Anyone who followed the Mad Men series might speculate how they would deal with the Internet; indeed would their world survive?
In his book, The New rules of Marketing & PR, David Meerman Scott says,"Prior to the web organisations had only two significant choices: Buy expensive adverting or get third-party ink from the media."
Aficionados of the Mad Men television series set in the 60s
will have gained some insight into the presumed excesses of the advertising
world portrayed by the fictional character of creative director Donald Draper.

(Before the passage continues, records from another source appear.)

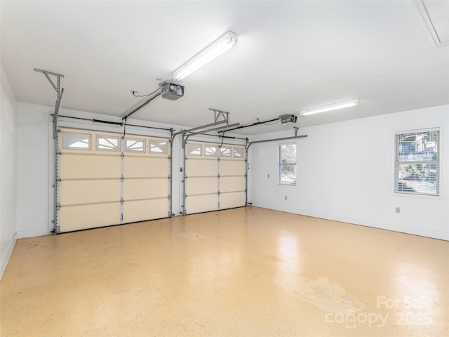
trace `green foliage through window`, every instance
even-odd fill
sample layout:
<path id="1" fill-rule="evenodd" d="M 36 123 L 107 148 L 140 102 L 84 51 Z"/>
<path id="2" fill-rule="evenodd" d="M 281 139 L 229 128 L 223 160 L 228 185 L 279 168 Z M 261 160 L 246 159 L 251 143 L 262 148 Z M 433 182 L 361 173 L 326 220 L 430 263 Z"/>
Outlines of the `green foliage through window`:
<path id="1" fill-rule="evenodd" d="M 438 130 L 395 136 L 395 192 L 439 194 L 439 138 Z"/>

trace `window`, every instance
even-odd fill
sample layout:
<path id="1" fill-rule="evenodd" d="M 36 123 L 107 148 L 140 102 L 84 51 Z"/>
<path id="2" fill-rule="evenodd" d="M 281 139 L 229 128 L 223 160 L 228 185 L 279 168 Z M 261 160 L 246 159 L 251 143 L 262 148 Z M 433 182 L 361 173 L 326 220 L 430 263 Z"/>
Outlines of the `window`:
<path id="1" fill-rule="evenodd" d="M 202 156 L 203 145 L 201 144 L 187 144 L 186 147 L 187 156 Z"/>
<path id="2" fill-rule="evenodd" d="M 97 136 L 97 150 L 100 151 L 120 151 L 119 137 Z"/>
<path id="3" fill-rule="evenodd" d="M 125 151 L 131 152 L 145 152 L 145 140 L 125 138 Z"/>
<path id="4" fill-rule="evenodd" d="M 231 157 L 232 152 L 230 146 L 222 146 L 220 148 L 220 157 Z"/>
<path id="5" fill-rule="evenodd" d="M 204 155 L 206 157 L 218 157 L 216 145 L 204 145 Z"/>
<path id="6" fill-rule="evenodd" d="M 279 145 L 280 185 L 296 185 L 296 144 Z"/>
<path id="7" fill-rule="evenodd" d="M 439 195 L 440 131 L 425 129 L 395 135 L 394 192 Z"/>
<path id="8" fill-rule="evenodd" d="M 149 140 L 149 152 L 151 153 L 160 153 L 166 154 L 168 151 L 168 140 L 158 140 L 156 139 L 152 139 Z"/>
<path id="9" fill-rule="evenodd" d="M 62 138 L 65 149 L 91 150 L 91 135 L 65 132 Z"/>
<path id="10" fill-rule="evenodd" d="M 234 147 L 234 158 L 245 158 L 245 147 Z"/>

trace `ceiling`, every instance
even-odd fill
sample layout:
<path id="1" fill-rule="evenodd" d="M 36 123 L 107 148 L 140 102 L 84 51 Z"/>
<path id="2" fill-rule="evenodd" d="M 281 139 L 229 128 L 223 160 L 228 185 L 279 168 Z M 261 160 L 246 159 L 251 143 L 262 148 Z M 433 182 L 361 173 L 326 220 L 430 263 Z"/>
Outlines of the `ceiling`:
<path id="1" fill-rule="evenodd" d="M 431 2 L 438 15 L 438 3 Z M 242 124 L 294 114 L 302 127 L 449 104 L 449 45 L 434 47 L 409 1 L 2 1 L 1 6 L 1 62 L 20 102 L 54 106 L 55 91 L 33 71 L 39 68 L 65 76 L 62 107 L 120 116 L 140 100 L 131 91 L 151 93 L 232 30 L 237 44 L 182 80 L 183 98 L 159 98 L 133 118 L 196 126 L 213 121 L 208 109 L 215 108 Z M 447 27 L 448 13 L 440 12 L 438 20 Z M 300 110 L 356 98 L 357 107 L 299 116 Z"/>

A world inhabited by snappily suited ad men with a prodigious appetite for the
consumption of alcohol, smoking and the pursuit of attractive women. Set in a
fictional advertising agency on New York’s Madison Avenue - home to the
advertising industry - the name ‘Madison Avenue’ was used as shorthand for the
industry itself. Hence the play on words for the series title. The only
evidence of work appeared to be scribbling doodles on restaurant napkins or
lying on a couch in their extravagantly appointed offices ostensibly thinking
up creative ideas and occasionally attending client meetings to ‘sell’ a concept. The
expensive offices and lavish lifestyle called for clients with big budgets to
bank roll advertising land.
Of course the Internet allows anyone to publish almost anything, but just as a digital camera doesn't make everyone a professional photographer, neither do suites of software tools make everyone a creative genius. As Don Draper said in one episode,"They can't do what we do and they hate us for it."